• Sergio Gomez était sous la menace d'un carton jaune
  • Il a inscrit un but magnifique lors de la victoire 3:1 contre l'Iran
  • *Il cite comme modèle et joueur préféré Andrés iniesta

Il ne doit pas être facile d'aborder un quart de finale de Coupe du Monde de la FIFA en sachant qu'un carton jaune peut vous priver de la demi-finale. Le milieu espagnol Sergio Gómez, qui connaît bien le sujet, se confie à FIFA.com.

"Je mentirais si je prétendais ne pas y avoir pensé pendant le match, mais mon jeu n'en a pas souffert", assure le meneur de jeu, auteur d'un magnifique but du gauche dans la victoire méritée des siens sur l'Iran à Kochi (3:1). "Si on y réfléchit trop, on risque de manquer un ballon ou de commettre une erreur. On peut aussi faire les choses bien et recevoir quand même un jaune, comme Lara en a fait l'expérience aujourd'hui.

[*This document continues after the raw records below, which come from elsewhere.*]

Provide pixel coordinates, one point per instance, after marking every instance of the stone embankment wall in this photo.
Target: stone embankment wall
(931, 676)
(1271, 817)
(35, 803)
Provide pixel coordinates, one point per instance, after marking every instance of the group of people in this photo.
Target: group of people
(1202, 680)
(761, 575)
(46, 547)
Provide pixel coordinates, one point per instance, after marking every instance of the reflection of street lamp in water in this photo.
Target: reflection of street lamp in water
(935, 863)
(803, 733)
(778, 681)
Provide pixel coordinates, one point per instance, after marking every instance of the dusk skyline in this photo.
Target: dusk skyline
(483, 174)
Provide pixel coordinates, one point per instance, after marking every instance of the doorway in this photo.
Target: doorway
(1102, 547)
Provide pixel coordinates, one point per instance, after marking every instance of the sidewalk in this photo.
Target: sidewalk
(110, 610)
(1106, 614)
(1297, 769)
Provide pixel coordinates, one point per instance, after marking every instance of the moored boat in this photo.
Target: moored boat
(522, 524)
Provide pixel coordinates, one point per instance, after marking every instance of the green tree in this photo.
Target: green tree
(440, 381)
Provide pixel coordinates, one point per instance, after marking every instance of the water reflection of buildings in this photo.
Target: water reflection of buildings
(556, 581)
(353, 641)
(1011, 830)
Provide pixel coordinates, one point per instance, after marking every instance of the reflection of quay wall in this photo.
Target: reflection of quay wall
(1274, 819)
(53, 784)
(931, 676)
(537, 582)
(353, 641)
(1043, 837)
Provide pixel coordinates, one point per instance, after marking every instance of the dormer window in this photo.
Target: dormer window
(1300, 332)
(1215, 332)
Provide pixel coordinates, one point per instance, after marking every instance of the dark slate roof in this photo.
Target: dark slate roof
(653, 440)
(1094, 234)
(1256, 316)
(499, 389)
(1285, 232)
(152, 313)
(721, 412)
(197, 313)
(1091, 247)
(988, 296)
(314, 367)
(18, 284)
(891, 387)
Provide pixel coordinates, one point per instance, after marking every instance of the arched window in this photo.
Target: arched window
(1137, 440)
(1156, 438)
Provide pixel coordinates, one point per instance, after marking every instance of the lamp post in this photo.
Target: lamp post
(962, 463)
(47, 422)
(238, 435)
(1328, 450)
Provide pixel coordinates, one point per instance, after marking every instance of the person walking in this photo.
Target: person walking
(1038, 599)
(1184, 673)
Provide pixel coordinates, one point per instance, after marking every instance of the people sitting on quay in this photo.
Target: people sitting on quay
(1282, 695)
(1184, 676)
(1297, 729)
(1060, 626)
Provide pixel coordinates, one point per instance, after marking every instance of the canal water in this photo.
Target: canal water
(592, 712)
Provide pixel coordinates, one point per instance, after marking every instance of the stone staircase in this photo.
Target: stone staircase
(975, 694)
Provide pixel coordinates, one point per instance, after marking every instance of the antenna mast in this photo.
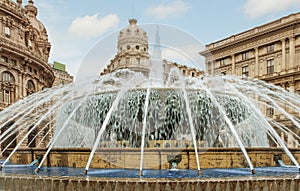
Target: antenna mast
(132, 8)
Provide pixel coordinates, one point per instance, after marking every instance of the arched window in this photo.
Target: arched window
(30, 87)
(7, 90)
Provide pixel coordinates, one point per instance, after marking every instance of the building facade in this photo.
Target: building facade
(62, 77)
(24, 52)
(270, 52)
(133, 53)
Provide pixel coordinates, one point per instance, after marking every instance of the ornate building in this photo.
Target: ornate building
(133, 53)
(24, 52)
(270, 52)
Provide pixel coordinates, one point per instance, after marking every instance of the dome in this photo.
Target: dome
(132, 37)
(32, 11)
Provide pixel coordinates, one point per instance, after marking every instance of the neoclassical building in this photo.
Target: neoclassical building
(270, 52)
(62, 77)
(24, 52)
(133, 53)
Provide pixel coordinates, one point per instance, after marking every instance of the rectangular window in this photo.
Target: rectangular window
(7, 31)
(4, 59)
(7, 96)
(270, 48)
(1, 94)
(138, 61)
(270, 66)
(245, 55)
(245, 71)
(30, 43)
(223, 62)
(13, 62)
(270, 109)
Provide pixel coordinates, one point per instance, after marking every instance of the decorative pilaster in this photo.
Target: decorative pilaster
(292, 52)
(283, 57)
(256, 62)
(233, 64)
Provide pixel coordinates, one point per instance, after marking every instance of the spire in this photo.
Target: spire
(30, 8)
(19, 2)
(132, 21)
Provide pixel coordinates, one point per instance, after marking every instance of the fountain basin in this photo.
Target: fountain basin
(156, 158)
(61, 183)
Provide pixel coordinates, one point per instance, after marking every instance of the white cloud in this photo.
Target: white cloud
(258, 8)
(92, 26)
(167, 10)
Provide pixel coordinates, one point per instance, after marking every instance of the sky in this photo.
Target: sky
(76, 26)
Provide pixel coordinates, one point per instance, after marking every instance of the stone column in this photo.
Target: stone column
(233, 64)
(23, 85)
(292, 52)
(283, 56)
(292, 86)
(256, 62)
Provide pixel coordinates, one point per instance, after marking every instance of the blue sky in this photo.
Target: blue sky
(75, 26)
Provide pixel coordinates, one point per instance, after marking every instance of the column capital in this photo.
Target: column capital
(292, 37)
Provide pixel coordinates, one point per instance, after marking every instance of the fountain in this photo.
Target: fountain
(137, 131)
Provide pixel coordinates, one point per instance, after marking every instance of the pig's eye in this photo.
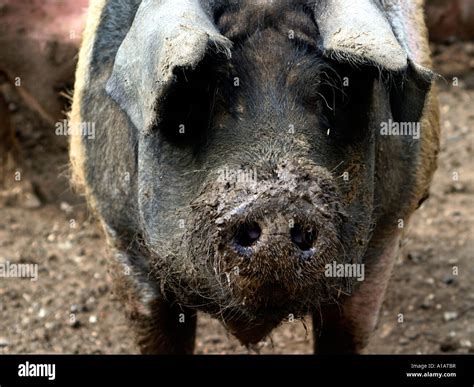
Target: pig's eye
(345, 102)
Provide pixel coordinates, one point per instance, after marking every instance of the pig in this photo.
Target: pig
(244, 149)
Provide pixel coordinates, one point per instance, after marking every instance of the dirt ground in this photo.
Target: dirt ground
(69, 309)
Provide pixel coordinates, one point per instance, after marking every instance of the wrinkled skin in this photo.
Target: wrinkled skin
(328, 186)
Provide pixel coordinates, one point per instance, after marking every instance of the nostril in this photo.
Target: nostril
(248, 234)
(303, 238)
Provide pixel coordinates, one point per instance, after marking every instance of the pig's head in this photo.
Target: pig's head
(256, 152)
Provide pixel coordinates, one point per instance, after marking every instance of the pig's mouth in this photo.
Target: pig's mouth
(275, 269)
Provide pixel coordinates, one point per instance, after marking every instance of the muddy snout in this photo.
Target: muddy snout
(271, 230)
(269, 240)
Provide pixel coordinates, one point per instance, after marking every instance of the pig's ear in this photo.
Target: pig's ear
(384, 34)
(166, 35)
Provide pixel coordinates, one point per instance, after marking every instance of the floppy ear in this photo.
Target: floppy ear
(166, 35)
(383, 33)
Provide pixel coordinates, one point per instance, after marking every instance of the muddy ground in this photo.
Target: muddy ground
(69, 309)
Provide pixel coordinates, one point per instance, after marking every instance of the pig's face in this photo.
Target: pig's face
(259, 168)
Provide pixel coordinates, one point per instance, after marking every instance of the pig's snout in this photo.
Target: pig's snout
(268, 240)
(261, 234)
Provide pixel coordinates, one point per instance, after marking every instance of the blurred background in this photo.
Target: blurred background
(70, 308)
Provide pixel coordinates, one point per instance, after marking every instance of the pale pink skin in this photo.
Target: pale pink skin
(39, 43)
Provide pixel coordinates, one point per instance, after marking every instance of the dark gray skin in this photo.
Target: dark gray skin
(252, 254)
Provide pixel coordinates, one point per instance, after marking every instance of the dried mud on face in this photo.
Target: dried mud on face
(70, 308)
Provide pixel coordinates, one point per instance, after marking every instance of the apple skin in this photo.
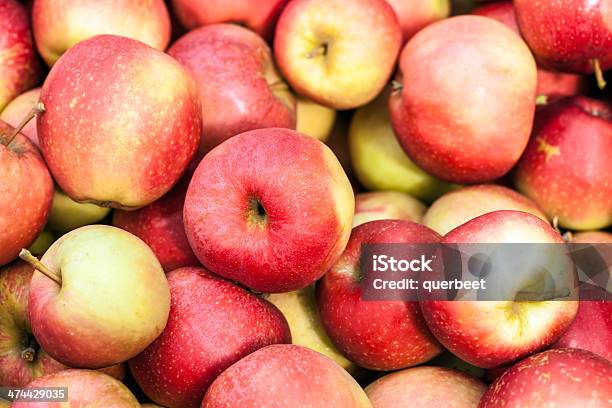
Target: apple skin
(285, 375)
(120, 140)
(386, 205)
(18, 109)
(459, 206)
(447, 130)
(269, 208)
(567, 35)
(380, 335)
(550, 83)
(566, 168)
(19, 65)
(60, 24)
(86, 388)
(113, 302)
(239, 85)
(260, 16)
(329, 60)
(431, 387)
(559, 378)
(23, 209)
(488, 334)
(213, 323)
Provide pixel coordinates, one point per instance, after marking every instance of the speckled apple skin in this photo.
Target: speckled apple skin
(563, 378)
(308, 200)
(60, 24)
(567, 34)
(239, 85)
(23, 209)
(379, 335)
(160, 225)
(284, 375)
(431, 387)
(458, 74)
(19, 65)
(86, 388)
(213, 323)
(566, 168)
(114, 133)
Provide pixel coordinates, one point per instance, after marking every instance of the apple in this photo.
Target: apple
(559, 378)
(457, 207)
(551, 84)
(432, 387)
(119, 140)
(23, 208)
(566, 168)
(300, 309)
(239, 85)
(19, 65)
(213, 323)
(314, 119)
(85, 388)
(260, 16)
(582, 43)
(330, 59)
(269, 208)
(378, 335)
(492, 333)
(160, 225)
(285, 375)
(379, 161)
(447, 129)
(60, 24)
(99, 297)
(18, 109)
(413, 15)
(386, 205)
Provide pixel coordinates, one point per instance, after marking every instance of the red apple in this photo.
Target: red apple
(447, 129)
(19, 66)
(326, 49)
(239, 85)
(379, 335)
(260, 16)
(26, 193)
(160, 225)
(566, 168)
(60, 24)
(284, 375)
(269, 208)
(113, 134)
(213, 323)
(492, 333)
(431, 387)
(555, 378)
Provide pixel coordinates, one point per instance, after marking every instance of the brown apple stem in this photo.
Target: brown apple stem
(601, 81)
(39, 266)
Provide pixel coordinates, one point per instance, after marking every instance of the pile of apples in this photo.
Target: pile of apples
(190, 188)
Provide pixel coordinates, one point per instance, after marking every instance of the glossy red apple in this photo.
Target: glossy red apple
(239, 85)
(555, 378)
(285, 375)
(566, 168)
(113, 134)
(269, 208)
(19, 65)
(379, 335)
(445, 128)
(213, 323)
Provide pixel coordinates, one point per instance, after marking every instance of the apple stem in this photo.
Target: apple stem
(36, 110)
(601, 81)
(39, 266)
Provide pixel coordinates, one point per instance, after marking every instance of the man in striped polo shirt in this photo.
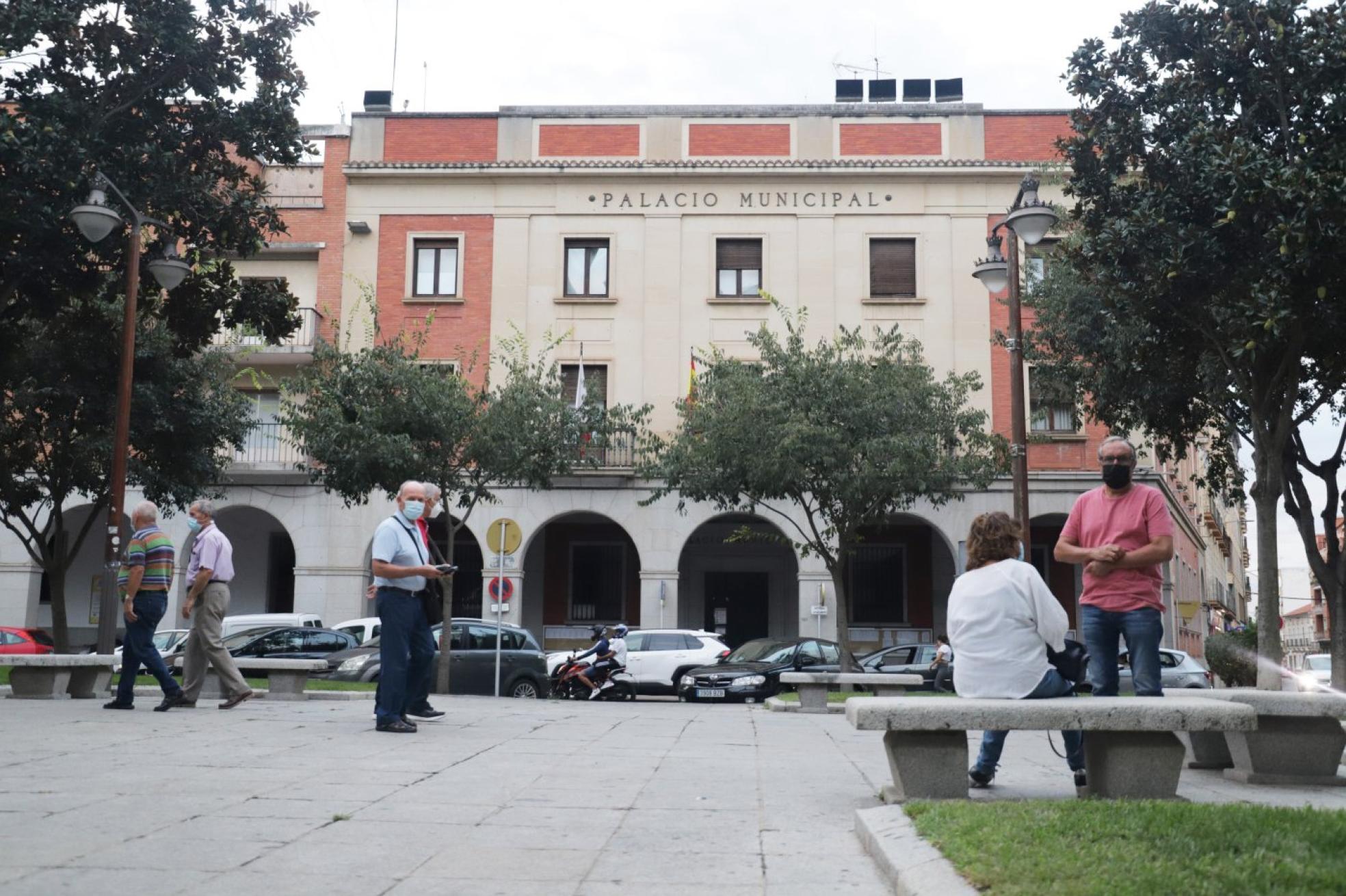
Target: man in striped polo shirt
(144, 580)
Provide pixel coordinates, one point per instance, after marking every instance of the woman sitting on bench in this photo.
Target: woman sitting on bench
(1002, 618)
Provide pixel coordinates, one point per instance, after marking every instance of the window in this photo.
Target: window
(435, 272)
(586, 268)
(738, 268)
(595, 384)
(893, 268)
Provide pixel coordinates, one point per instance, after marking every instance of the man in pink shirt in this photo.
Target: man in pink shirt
(1122, 533)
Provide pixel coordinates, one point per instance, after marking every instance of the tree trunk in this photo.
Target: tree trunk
(1265, 492)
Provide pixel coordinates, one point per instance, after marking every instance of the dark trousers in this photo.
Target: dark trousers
(404, 657)
(139, 646)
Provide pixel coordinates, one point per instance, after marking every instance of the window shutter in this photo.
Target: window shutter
(738, 254)
(893, 268)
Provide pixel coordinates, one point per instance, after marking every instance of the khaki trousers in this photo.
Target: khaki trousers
(204, 644)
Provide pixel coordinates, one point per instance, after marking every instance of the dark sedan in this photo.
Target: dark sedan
(471, 661)
(753, 672)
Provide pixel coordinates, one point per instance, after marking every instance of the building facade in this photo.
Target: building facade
(638, 237)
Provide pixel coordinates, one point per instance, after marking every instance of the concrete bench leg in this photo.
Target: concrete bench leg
(1287, 750)
(1134, 765)
(89, 681)
(813, 698)
(286, 685)
(926, 765)
(40, 683)
(1206, 748)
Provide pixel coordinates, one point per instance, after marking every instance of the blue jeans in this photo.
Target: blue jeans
(994, 741)
(139, 648)
(404, 658)
(1143, 630)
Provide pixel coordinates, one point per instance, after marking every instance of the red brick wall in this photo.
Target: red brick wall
(325, 225)
(457, 328)
(891, 140)
(1053, 455)
(1025, 137)
(589, 140)
(440, 139)
(739, 140)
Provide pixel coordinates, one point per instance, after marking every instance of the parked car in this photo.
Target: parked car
(1317, 673)
(471, 661)
(361, 629)
(26, 641)
(905, 659)
(295, 642)
(657, 658)
(254, 620)
(753, 670)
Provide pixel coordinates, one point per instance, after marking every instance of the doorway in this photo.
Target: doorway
(737, 606)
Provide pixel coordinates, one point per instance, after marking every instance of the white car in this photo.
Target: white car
(1317, 673)
(361, 629)
(656, 658)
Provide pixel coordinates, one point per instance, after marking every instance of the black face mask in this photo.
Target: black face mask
(1116, 475)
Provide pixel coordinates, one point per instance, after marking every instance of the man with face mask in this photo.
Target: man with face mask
(1120, 531)
(401, 570)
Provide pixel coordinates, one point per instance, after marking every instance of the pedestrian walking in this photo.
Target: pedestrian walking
(1120, 533)
(400, 573)
(143, 581)
(209, 573)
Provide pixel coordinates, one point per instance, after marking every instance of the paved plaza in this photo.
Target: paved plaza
(503, 797)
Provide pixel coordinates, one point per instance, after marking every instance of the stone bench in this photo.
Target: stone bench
(813, 687)
(1131, 750)
(1298, 740)
(60, 676)
(286, 678)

Le mieux est de jouer sans crainte et de rester concentré."

• Les statistiques de Gómez à Inde 2017
Matches : 5 | Minutes par match : 84,58
Buts : 2 | Passe décisive : 1

Gómez a évolué sur la gauche pendant la première période et une bonne partie de la seconde, avant de passer au milieu, une zone où le risque de contact est plus élevé. Bien qu'il ait dû serrer des joueurs adverses de près en plusieurs occasions, il a réussi à éviter la faute. "Même dans ces moments-là, la possibilité d'un autre avertissement ne m'a pas traversé l'esprit. Quand on est en pleine action, on ne pense qu'à s'emparer du ballon, et à rien d'autre", assure-t-il.

Si son entraîneur Santi Denia ne lui en a pas parlé avant la rencontre, Gómez admet en avoir discuté avec ses coéquipiers. "Personne ne veut être privé d'une demi-finale de Coupe du Monde, mais nous n'y avons pas attaché beaucoup d'importance", répète-t-il.

Il affrontera le Mali, un adversaire très physique, libre de toute contrainte. "C'est un soulagement de jouer sans cette pression, mais le principal reste la victoire. Si on m'avait dit avant le quart contre l'Iran qu'il me faudrait recevoir un autre carton jaune pour assurer notre accession à la demi-finale, j'aurais accepté sans hésiter."

Le point de vue de Santi
"Je n'ai jamais abordé ce sujet avec mes joueurs, car l'expérience m'a appris qu'ils le vivent comme un surcroît de pression. Si je leur dis d'aller chercher le ballon d'une certaine façon ou de faire attention, je les stresse et c'est pire. Gómez s'en est sorti, et Lara non. C'est comme ça."

Gómez à propos de…

Son but. "Quand j'ai réceptionné le ballon, j'ai vu que j'étais seul, j'ai levé la tête et j'ai frappé. Si j'avais été marqué, j'aurais passé le ballon à un coéquipier."

 • Vous vouliez vraiment le mettre là ? "Oui, c'est là que j'ai visé, juré !" (rires)

Milieu excentré ou intérieur ? "Je jouerai là où l'entraîneur me placera. À l'extérieur, j'ai plus de champ pour courir, à l'intérieur, j'ai davantage de contact avec le ballon et de possibilités de marquer, comme aujourd'hui. Les deux positions me plaisent."

Le Mali, votre adversaire en demi-finale. "Ils sont puissants physiquement, mais nous sommes l'Espagne et nous jouerons comme l'Espagne."

Un une-deux pour conclure…

Pourquoi le football ? "Pour mon grand-père et pour mes oncles. Ils ont toujours adoré le foot. Mon grand-père m'a offert mon premier ballon."

Votre joueur préféré ? "Andrés Iniesta. C'est un grand joueur qui sait faire preuve d'humilité."